Convergence of Non-Convex Non-Concave GANs Using Sinkhorn Divergence

2021 
Sinkhorn divergence is a symmetric normalization of entropic regularized optimal transport. It is a smooth and continuous metrized weak-convergence with excellent geometric properties. We use it as an alternative for the minimax objective function in formulating generative adversarial networks. The optimization is defined with Sinkhorn divergence as the objective, under the non-convex and non-concave condition. This work focuses on the optimization’s convergence and stability. We propose a first order sequential stochastic gradient descent ascent (SeqSGDA) algorithm. Under some mild approximations, the learning converges to local minimax points. Using the structural similarity index measure (SSIM), we supply a non-asymptotic analysis of the algorithm’s convergence rate. Empirical evidences show a convergence rate, which is inversely proportional to the number of iterations, when tested on tiny colour datasets Cats and CelebA on the deep convolutional generative adversarial networks and ResNet neural architectures.
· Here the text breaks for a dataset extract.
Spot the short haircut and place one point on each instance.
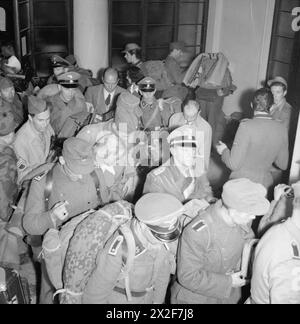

The entropy regularization parameter $\varepsilon $ is approximated to the SSIM tolerance $\epsilon $ . We determine that the iteration complexity to return to an $\epsilon $ -stationary point to be $\mathcal {O}\left ({\kappa \, \log (\epsilon ^{-1})}\right)$ , where $\kappa $ is a value that depends on the Sinkhorn divergence’s convexity and the minimax step ratio in the SeqSGDA algorithm.